I have removed the rear mounted PIR sensor at this stage. It is easy to add again, at the appropriate time.


Following reconstruction, I found that the Encoders continued to give unusual (wrong) results. Finally, I looked into the details of the encoder outputs again, using the DSO, and realised that their outputs really NEED to be exactly tuned, using the tiny pots, to 50% duty square waves, otherwise the Orangutan SVP cannot get an accurate count. With this fixed, then the Odometry was built up accurately, measuring the count to travel a fixed distance. With this figure, the actual diameter of each wheel can be calculated, and hence the travel required to go in a straight line.

It is important to note, that Dogbot doesn’t go in anything like a straight line, with full power applied to each motor. The friction, and wheel size differ enough to make it curve quickly from the straight and narrow. So PID is absolutely necessary to keep it running straight. With PID implemented properly then, finally, Dogbot runs straight.

These photographs are taken with the display indicating two items. On the top line, the target distance, represented in x and y distance to travel, is noted. Also the deviation from correct heading to target. The instruction is requesting Dogbot to travel 50cm along what it has been told is the x dimension. The instruction is also implying that the Dogbot is initially facing in y direction, and needs to rotate its poise 90deg clockwise to face along x, before it begins its travels.


The code is set up to all allow specification of an initial poise, and a final poise, as well as x and y distances to travel, for the Transport Task to undertake.

The bottom row of the display shows the distance reading indicated by each of the three sensors across the front of Dogbot. Central indication being the I2C ultrasonic sensor, which is very accurate, but not at all directional. Left being the long range IR sensor, and Right being the medium range IR sensor. These sensors are very directional and can differentiate a thin rod or edge of a hand placed in front of them. Combination of these sensors will enable Dogbot to travel safely in a forward direction.

Not displayed is the output from the I2C thermal sensor. It has been tilted back, so that its vertical array of 8 pixels is looking up from +5deg to +70deg. It can see very small differences in temperature from ambient, which it also reports.

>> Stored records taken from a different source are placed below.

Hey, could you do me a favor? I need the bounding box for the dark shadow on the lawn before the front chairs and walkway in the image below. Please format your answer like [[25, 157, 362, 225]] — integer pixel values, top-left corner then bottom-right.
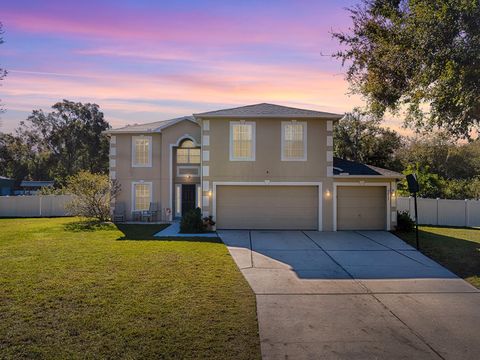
[[114, 224, 222, 243]]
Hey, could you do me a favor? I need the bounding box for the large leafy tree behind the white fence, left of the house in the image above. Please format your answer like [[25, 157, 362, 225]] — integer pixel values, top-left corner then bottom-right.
[[17, 100, 109, 185]]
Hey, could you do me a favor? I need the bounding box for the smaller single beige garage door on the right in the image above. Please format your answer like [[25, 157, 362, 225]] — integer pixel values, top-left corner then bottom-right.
[[337, 186, 387, 230]]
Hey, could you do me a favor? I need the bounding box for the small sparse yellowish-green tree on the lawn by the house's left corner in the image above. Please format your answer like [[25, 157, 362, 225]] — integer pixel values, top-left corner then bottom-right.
[[65, 170, 120, 222]]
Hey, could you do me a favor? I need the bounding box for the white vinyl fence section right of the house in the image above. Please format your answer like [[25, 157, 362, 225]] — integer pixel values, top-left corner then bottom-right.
[[397, 197, 480, 227]]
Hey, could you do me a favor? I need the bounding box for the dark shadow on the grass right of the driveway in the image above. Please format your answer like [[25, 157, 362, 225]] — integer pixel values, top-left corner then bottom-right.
[[395, 226, 480, 284]]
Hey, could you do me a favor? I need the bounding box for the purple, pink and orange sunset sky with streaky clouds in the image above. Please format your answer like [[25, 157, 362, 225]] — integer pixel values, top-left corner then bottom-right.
[[0, 0, 404, 131]]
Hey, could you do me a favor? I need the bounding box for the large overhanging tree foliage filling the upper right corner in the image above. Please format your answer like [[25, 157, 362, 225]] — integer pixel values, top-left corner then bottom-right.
[[333, 0, 480, 137]]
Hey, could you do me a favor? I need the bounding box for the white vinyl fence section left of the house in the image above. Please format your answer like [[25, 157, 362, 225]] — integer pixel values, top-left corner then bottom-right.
[[0, 195, 72, 217]]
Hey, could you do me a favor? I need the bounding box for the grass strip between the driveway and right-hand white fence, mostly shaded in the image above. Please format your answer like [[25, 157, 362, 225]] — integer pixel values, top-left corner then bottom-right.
[[396, 226, 480, 288]]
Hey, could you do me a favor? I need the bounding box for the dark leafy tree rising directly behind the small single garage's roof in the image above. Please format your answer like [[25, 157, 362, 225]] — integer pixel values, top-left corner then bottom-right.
[[333, 109, 403, 170]]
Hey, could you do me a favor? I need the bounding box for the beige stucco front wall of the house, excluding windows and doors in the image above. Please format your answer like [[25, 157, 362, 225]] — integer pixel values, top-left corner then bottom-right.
[[110, 118, 396, 231]]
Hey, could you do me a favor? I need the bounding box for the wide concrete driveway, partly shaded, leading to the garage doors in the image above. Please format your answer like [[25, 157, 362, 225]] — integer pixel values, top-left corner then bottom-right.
[[218, 230, 480, 359]]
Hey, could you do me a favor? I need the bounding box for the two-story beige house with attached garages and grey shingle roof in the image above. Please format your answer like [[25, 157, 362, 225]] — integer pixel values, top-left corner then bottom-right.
[[107, 103, 403, 231]]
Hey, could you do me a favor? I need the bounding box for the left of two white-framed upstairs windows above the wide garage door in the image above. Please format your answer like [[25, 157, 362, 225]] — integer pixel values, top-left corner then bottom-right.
[[230, 121, 255, 161]]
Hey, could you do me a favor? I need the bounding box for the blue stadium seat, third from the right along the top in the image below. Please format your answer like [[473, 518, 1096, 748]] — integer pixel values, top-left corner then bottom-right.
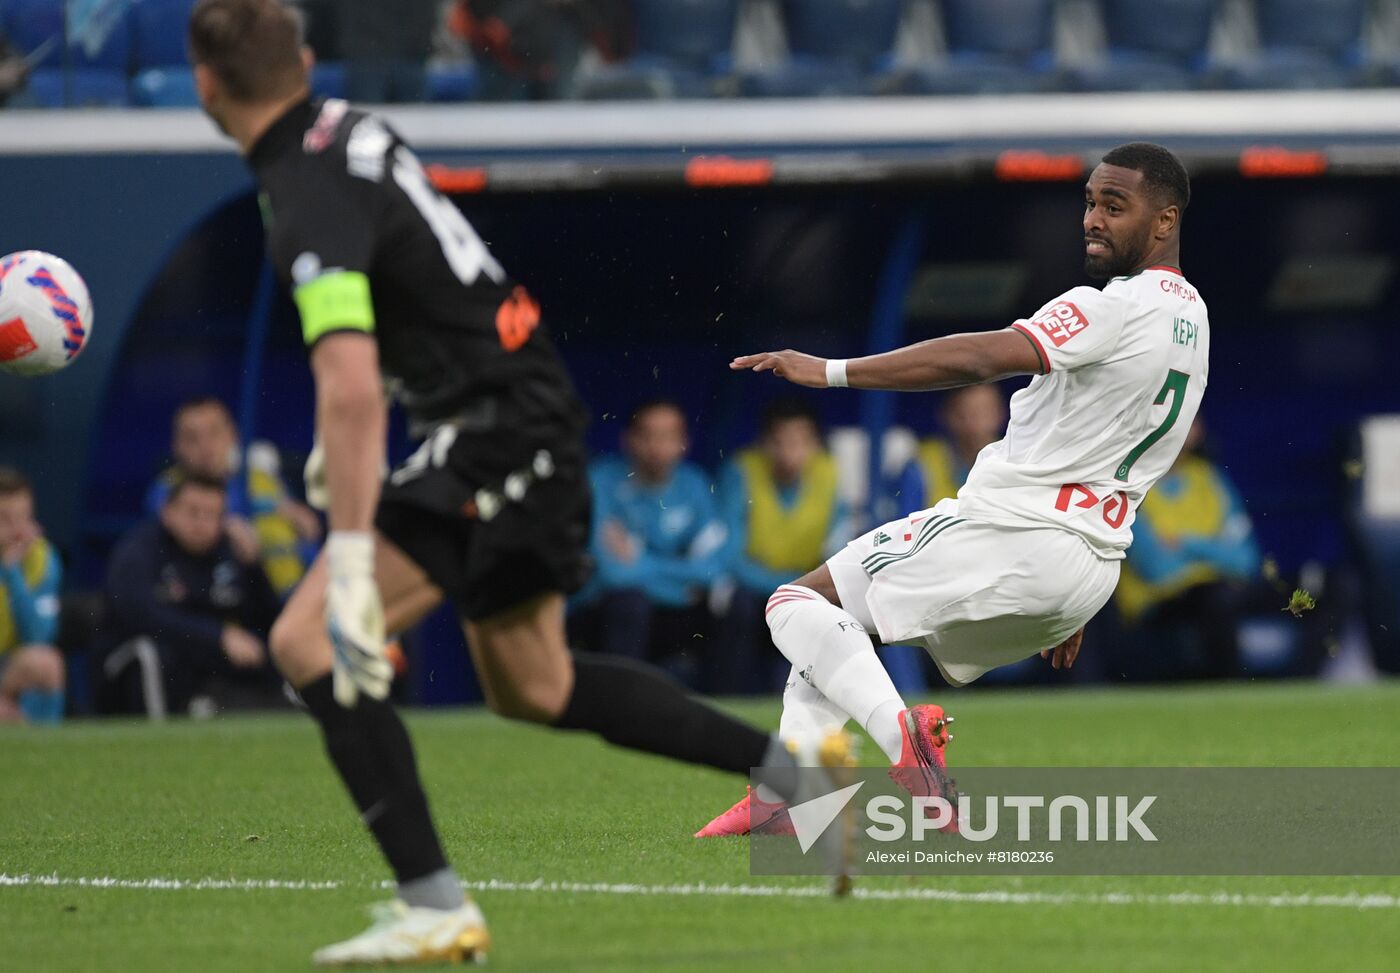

At this stage my work continues to get the Dogbot to consistently travel from one location/poise to another location/poise. Whilst I have the code in a state that it can achieve this, it doesn’t yet do it consistently, because of variables in the drive system that need to be properly tuned. And, I could improve the code a lot too. The code is a bit amateurish.

Notes to photographs


Liquidware battery packs have a on/charge switch that effectively isolates the battery. This has proven useful, as I can turn the motors off, whilst still programming the Orangutan SVP. Not designed, but in hindsight very useful.

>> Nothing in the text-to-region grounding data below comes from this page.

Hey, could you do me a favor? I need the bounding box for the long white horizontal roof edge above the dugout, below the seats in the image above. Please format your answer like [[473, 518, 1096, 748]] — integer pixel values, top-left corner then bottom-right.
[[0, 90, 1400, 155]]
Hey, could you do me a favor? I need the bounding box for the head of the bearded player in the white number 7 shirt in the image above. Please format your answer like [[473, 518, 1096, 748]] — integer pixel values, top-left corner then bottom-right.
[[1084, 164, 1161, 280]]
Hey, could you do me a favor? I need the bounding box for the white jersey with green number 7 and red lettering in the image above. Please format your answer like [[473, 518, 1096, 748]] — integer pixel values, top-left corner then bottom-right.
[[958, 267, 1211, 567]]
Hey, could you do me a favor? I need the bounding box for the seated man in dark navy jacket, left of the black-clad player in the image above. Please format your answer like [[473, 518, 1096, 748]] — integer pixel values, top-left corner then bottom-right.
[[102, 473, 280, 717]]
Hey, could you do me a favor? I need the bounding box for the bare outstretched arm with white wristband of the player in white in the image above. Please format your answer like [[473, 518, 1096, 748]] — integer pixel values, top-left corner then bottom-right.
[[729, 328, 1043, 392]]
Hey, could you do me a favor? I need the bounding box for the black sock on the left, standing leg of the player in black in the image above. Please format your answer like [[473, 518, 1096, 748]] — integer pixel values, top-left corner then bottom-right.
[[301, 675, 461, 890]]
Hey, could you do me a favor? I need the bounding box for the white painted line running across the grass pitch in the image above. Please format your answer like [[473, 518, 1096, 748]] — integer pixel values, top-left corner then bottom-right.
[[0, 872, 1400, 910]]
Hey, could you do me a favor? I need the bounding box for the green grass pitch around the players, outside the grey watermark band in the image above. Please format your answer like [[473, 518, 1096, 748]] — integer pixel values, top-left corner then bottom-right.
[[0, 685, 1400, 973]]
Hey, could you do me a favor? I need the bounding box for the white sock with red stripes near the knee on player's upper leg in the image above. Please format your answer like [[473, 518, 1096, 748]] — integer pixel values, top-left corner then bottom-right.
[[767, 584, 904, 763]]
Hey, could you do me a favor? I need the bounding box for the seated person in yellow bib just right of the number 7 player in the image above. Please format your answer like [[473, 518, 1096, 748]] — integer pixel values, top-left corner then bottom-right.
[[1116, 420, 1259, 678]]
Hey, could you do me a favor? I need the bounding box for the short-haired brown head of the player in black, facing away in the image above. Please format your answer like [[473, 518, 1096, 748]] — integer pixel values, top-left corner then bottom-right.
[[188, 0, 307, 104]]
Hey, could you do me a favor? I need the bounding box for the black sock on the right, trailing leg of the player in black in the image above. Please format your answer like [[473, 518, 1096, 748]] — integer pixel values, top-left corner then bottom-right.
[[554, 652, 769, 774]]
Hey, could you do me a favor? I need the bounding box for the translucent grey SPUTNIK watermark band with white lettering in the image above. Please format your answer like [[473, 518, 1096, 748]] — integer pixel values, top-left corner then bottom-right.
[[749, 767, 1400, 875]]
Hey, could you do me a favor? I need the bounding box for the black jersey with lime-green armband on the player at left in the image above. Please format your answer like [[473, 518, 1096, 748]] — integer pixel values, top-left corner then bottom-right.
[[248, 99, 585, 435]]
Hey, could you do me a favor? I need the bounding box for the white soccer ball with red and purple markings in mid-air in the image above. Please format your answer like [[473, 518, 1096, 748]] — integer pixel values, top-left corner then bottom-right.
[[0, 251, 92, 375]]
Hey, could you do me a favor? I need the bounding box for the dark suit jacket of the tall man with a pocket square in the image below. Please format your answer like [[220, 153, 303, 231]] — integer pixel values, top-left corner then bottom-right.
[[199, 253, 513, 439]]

To counter sagging voltages, and noise on the supply lines, I have fitted 1uF Tantalum capacitors on all of the sensors. This helps to ensure that they are getting a good supply when they are firing.

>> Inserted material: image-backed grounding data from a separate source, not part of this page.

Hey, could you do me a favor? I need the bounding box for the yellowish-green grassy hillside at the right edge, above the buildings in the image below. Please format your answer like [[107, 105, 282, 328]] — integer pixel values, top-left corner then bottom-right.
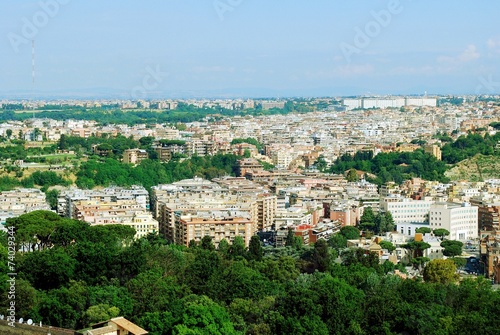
[[445, 154, 500, 181]]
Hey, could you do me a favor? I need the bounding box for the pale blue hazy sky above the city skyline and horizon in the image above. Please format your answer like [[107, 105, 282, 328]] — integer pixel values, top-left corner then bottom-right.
[[0, 0, 500, 99]]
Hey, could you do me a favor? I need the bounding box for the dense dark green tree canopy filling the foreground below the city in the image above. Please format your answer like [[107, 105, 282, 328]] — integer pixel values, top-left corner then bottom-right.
[[0, 211, 500, 335]]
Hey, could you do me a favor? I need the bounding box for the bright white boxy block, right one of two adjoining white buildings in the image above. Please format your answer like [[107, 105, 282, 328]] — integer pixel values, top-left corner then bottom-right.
[[429, 202, 478, 241]]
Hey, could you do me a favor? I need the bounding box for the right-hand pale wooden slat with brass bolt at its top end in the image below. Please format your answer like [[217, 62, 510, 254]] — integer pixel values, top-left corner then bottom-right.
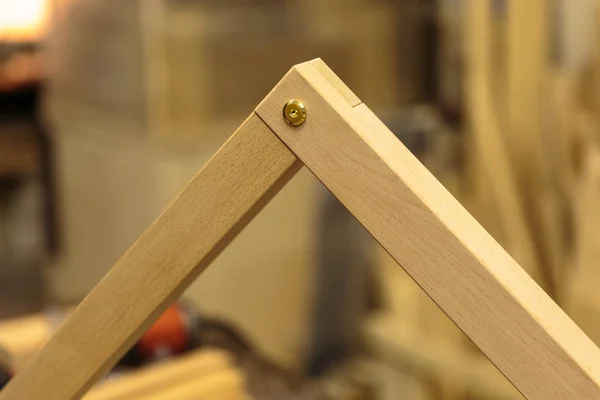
[[256, 59, 600, 400]]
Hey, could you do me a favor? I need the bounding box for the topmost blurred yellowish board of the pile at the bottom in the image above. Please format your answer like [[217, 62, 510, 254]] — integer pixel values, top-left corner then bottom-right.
[[83, 350, 233, 400]]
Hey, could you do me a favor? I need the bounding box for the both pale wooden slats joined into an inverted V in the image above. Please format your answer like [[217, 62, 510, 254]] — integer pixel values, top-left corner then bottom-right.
[[0, 61, 600, 400]]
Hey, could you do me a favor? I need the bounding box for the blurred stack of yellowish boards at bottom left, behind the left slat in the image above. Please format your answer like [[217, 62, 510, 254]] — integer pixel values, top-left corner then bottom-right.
[[0, 315, 246, 400]]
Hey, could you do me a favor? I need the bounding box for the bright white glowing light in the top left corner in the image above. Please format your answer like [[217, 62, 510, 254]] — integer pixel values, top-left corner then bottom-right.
[[0, 0, 50, 41]]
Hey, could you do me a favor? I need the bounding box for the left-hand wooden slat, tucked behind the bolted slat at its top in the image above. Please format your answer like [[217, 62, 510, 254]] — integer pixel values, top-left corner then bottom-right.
[[0, 115, 301, 400]]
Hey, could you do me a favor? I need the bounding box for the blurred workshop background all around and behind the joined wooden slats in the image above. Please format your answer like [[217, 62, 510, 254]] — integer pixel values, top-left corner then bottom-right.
[[0, 0, 600, 400]]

Both Thermal array sensor, and Ultrasonic distance sensor are canted up to get their cone of vision away from the floor. I have left the IR distance sensors facing parallel with the floor, as they don’t get false readings from the floor (assuming it is flat), and I don’t want to miss low objects that might interfere with the Dogbot.

I added the fishing weights to the rear of Dogbot to ensure it had good balance. It has sufficient weight to rear from the batteries to stand up properly, but when braking it is quite top-heavy. So, the low heavy weight at the rear helps to ensure that it doesn’t tip over.

Although there are no other items on the motor circuit, I have added some 1nF bypass capacitors on the motors. Can’t hurt.

It is alive. Here the IR glow from the sensors has been captured by the camera. Perhaps Skynet lives?


My next steps are to finish the Transport Task so that it can reliably go from point to point. Then, I’ll integrate more information into the Transport task from the accelerometer sensors, to improve directional accuracy. Then to build some mapping code to allow obstacles to be located and avoided.